I would chunk your input by route then and embed each separately. I have had good success building API help bots this way.
Yes. I am trying to do it that way. Thank you for your help!
Why can’t I define a class inside a class while defining the Weaviate schema?
Hi @Vruti_Dobariya classes aren’t configured to allow that - each class is like a SQL table, so just like you can’t have nested tables, you can’t have nested classes.
You can cross-reference them though. Does that help? (Cross-references | Weaviate - vector database)
Thanks @jphwang this problem was solved! However, I have one other doubt.

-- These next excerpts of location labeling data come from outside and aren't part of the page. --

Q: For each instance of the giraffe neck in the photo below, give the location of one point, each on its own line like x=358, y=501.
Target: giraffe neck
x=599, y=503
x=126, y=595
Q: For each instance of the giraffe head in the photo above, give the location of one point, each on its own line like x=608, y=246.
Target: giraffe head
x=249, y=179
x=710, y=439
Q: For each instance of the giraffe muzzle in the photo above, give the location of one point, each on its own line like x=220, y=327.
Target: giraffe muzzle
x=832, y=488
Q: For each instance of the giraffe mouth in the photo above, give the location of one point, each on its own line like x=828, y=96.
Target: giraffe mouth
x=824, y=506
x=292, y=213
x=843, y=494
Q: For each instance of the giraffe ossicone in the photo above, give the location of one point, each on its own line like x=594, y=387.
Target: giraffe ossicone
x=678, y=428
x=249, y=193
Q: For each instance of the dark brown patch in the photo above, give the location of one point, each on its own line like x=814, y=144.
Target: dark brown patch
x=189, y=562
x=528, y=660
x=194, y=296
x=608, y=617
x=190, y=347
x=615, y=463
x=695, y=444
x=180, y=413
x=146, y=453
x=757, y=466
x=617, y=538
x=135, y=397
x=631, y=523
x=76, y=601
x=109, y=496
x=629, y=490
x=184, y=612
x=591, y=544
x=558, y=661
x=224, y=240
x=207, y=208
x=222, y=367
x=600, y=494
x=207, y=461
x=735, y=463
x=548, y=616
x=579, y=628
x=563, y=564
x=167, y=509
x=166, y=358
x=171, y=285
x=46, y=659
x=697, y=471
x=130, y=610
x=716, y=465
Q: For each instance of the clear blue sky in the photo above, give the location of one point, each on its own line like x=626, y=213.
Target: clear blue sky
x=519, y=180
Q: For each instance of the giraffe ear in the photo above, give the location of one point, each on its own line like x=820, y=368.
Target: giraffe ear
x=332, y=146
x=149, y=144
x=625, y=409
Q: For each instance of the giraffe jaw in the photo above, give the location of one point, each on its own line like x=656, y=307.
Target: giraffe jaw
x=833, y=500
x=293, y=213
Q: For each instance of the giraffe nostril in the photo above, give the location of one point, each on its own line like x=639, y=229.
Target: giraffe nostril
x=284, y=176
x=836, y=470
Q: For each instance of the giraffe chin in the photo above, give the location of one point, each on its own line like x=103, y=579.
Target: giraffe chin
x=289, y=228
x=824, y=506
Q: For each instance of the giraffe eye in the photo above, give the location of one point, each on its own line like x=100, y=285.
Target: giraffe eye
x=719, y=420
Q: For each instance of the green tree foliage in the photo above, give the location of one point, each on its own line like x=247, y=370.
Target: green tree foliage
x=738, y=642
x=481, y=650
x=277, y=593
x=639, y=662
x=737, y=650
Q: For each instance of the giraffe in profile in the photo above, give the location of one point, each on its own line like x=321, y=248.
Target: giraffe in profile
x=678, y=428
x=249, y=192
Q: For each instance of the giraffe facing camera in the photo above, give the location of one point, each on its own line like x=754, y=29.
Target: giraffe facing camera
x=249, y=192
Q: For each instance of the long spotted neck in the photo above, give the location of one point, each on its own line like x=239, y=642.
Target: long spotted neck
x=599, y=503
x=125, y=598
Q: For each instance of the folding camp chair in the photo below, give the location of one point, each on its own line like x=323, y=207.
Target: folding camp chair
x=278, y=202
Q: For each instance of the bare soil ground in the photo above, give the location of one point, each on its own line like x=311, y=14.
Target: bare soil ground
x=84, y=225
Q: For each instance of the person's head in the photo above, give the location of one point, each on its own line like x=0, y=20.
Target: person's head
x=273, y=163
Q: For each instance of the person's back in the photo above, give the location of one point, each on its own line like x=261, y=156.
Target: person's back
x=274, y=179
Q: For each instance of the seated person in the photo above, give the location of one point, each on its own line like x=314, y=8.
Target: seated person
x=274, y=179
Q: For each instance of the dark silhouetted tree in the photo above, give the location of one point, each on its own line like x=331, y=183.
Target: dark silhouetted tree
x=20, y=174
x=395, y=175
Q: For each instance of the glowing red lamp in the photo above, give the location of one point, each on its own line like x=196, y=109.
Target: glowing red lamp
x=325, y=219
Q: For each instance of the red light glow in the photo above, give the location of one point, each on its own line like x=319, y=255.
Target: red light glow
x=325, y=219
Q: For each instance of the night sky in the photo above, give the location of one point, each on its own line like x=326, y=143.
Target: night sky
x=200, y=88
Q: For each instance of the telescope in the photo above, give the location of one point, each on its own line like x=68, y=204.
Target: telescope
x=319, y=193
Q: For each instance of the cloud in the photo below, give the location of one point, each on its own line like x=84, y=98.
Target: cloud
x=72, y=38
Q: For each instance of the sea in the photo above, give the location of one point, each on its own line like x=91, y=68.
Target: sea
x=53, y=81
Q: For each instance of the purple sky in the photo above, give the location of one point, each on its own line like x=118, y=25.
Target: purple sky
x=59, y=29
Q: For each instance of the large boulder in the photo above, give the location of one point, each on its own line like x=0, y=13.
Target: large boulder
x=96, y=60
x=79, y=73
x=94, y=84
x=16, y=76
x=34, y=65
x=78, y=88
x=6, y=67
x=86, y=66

I am using generative search and I am gathering response over the list of elements:
for string in my_list:
response = (
client.query
.get("StripeAPI", ["path", "key", "value", "dataType"])
.with_limit(1123)
.with_where({
"path": ["path"],
"operator": "Equal",
"valueText": string
})
.do()
)
print(len(response['data']['Get']['StripeAPI']))
Here is the snippet.
Here, in the list of strings that I am traversing over, the first string returns 1123 objects i.e. the max number of objects. But, that string, only has 1054 objects. The problem remains the same even when I change the max limit. How do I solve it?
Hi @Vruti_Dobariya - sorry for the late reply, I’ve been away for a few days. Can you help me understand the question better?
Could you clarify what you mean when you say this?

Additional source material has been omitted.